Released at the IAFF Dominick F. Barbera EMS Conference in Houston, Texas, in June, the 13-page report – written and prepared by top EMS physicians – outlines the time-critical role fire-based EMS provides, and stresses the need to educate policymakers about the importance of fire-based EMS.

“As the federal, state and local governments consider their strategic plans for an “all hazards” emergency response system, EMS should be included in those considerations and decision makers should recognize that the U.S. fire service is the most ideal prehospital 9-1-1 emergency response agency,” said researchers, who included Franklin D. Pratt, M.D., FACEP, medical director for the Los Angeles County Fire Department; Steven Katz, M.D., FACEP, EMT-P, associate medical director for Palm Beach (Fla.) County Fire Rescue; Paul E. Pope, M.D., MPH, professor of medicine, surgery, public health and chair, emergency medicine, at the University of Texas Southwestern Medical Center and the Parkland Health and Hospital System; and David Persse, M.D., EMT-P, FACEP, physician director, Houston Fire Department Emergency Medical Services.

“The men and women of the IAFF are answering the calls for natural and man-made disasters, auto accidents, swift water and high angle rescues and hazardous materials and WMD incidents, but all of those calls combined do not equal the call volume in virtually every jurisdiction for medical emergencies,” said IAFF General President Harold Schaitberger in his keynote to delegates. “EMS is literally 'under fire' in most major cities, and that's what we've worked hard to achieve: a multi-role, all hazards approach to emergency response.”
The whitepaper is intended to help organizations as they continue efforts to educate local, state and federal officials about the role of fire-based EMS.

According to the white paper, the fire service can be configured many was to deliver prehospital 9-1-1 emergency medical care such as the following general configurations:

  • Fire service-based system using cross-trained/multi-role firefighters.
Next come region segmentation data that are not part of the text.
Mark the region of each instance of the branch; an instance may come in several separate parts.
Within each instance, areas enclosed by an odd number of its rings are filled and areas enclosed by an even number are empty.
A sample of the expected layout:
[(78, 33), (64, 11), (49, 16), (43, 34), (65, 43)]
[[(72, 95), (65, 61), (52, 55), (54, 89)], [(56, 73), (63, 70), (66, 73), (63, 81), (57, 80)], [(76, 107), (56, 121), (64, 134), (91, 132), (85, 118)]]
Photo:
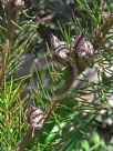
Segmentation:
[(113, 26), (113, 12), (111, 12), (106, 17), (106, 19), (104, 20), (103, 24), (101, 26), (99, 32), (94, 37), (94, 39), (92, 41), (94, 49), (97, 49), (101, 46), (103, 39), (107, 34), (107, 32), (112, 26)]

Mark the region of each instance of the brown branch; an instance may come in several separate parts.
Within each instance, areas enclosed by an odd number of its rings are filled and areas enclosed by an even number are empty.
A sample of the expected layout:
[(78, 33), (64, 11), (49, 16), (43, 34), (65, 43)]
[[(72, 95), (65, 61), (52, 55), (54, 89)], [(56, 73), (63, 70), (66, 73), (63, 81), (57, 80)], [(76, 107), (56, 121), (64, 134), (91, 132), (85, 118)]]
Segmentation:
[(105, 47), (103, 44), (101, 44), (100, 49), (105, 50), (105, 51), (113, 51), (112, 48)]
[(33, 132), (33, 128), (28, 128), (28, 130), (25, 131), (25, 134), (23, 135), (22, 140), (19, 142), (16, 151), (23, 151), (24, 148), (27, 147), (27, 144), (29, 144), (29, 142), (32, 139), (32, 132)]
[(4, 4), (4, 10), (7, 14), (6, 28), (7, 28), (7, 39), (3, 42), (2, 49), (2, 58), (1, 58), (1, 69), (0, 69), (0, 83), (4, 79), (7, 63), (9, 60), (10, 49), (13, 43), (14, 36), (14, 24), (13, 22), (18, 22), (19, 10), (23, 8), (23, 2), (21, 0), (1, 0), (2, 4)]
[(111, 12), (106, 17), (106, 19), (104, 20), (103, 24), (101, 26), (99, 32), (94, 37), (94, 39), (92, 41), (94, 49), (96, 49), (101, 46), (101, 42), (103, 41), (103, 39), (107, 34), (107, 32), (109, 32), (109, 30), (111, 29), (112, 26), (113, 26), (113, 12)]

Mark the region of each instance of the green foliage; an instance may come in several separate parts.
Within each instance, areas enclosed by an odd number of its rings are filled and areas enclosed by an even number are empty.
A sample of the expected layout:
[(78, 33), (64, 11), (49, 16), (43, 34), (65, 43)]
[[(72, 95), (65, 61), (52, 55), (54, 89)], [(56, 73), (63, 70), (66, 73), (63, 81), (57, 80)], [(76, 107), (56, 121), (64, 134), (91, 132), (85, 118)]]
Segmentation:
[[(92, 39), (95, 38), (101, 23), (113, 8), (113, 3), (105, 0), (104, 17), (102, 17), (96, 0), (92, 2), (88, 0), (28, 1), (28, 6), (30, 3), (31, 8), (27, 8), (20, 14), (23, 21), (19, 24), (14, 23), (17, 27), (14, 42), (10, 49), (2, 81), (0, 80), (0, 150), (2, 151), (13, 150), (30, 127), (24, 122), (24, 111), (29, 101), (27, 95), (21, 99), (21, 93), (28, 85), (31, 87), (28, 92), (29, 99), (47, 113), (58, 89), (66, 79), (65, 68), (59, 69), (59, 66), (54, 67), (50, 63), (51, 48), (47, 44), (50, 43), (48, 40), (50, 32), (56, 33), (69, 46), (71, 37), (81, 33), (93, 42)], [(40, 19), (32, 18), (34, 14)], [(50, 19), (41, 21), (48, 14)], [(2, 17), (0, 20), (3, 20)], [(6, 33), (3, 24), (0, 26), (0, 57), (4, 51)], [(109, 49), (113, 48), (113, 28), (110, 29), (102, 44)], [(32, 52), (32, 49), (35, 50)], [(22, 53), (27, 50), (32, 58), (37, 57), (37, 63), (34, 62), (31, 68), (32, 72), (16, 78), (14, 73), (21, 64)], [(95, 62), (90, 69), (94, 69), (97, 73), (97, 81), (90, 80), (83, 72), (84, 84), (81, 87), (79, 83), (79, 87), (70, 89), (65, 97), (61, 98), (44, 128), (34, 132), (34, 137), (24, 150), (112, 151), (113, 144), (106, 143), (105, 138), (101, 135), (96, 119), (99, 115), (103, 118), (102, 110), (106, 112), (110, 110), (112, 114), (109, 95), (113, 92), (113, 70), (104, 66), (113, 67), (113, 51), (99, 48), (95, 50), (94, 59)], [(93, 99), (89, 101), (83, 98), (84, 93), (93, 93)], [(104, 120), (101, 121), (102, 127), (103, 123)]]

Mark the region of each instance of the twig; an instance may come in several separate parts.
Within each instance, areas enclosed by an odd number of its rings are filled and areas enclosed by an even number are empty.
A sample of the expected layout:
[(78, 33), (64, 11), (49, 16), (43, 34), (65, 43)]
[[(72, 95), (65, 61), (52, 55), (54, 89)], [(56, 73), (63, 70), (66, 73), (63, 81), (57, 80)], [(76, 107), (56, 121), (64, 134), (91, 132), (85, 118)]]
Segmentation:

Firefighters are all-hazards responders, prepared to handle any situation that may arise at a scene including patient care and transport.
  • Fire-service based system using employees who are not cross-trained as fire suppression personnel. Single-role EMS-trained responders accompanying firefighter first responders on 9-1-1 emergency medical calls.
  • Combined system using the fire department for emergency response and a private and “third-service” (police, fire, EMS) provider for transportation support. Single-role emergency medical technicians and paramedics accompany firefighters first responders to emergency scenes to provide patient transport in a private or third-service ambulance.

“While there are pros and cons to the various system approaches, the emergency medicine EM literature indicates that the most likely time to create error in medical care is when care is transferred from one provider to another in a relatively short encounter time,” said researchers. “Such circumstances require that the fire service regularly exercise the leadership needed to ensure that integration of the parts of the prehospital emergency care system are coordinated well, with maximum benefit to the patient and minimum risk to the community.”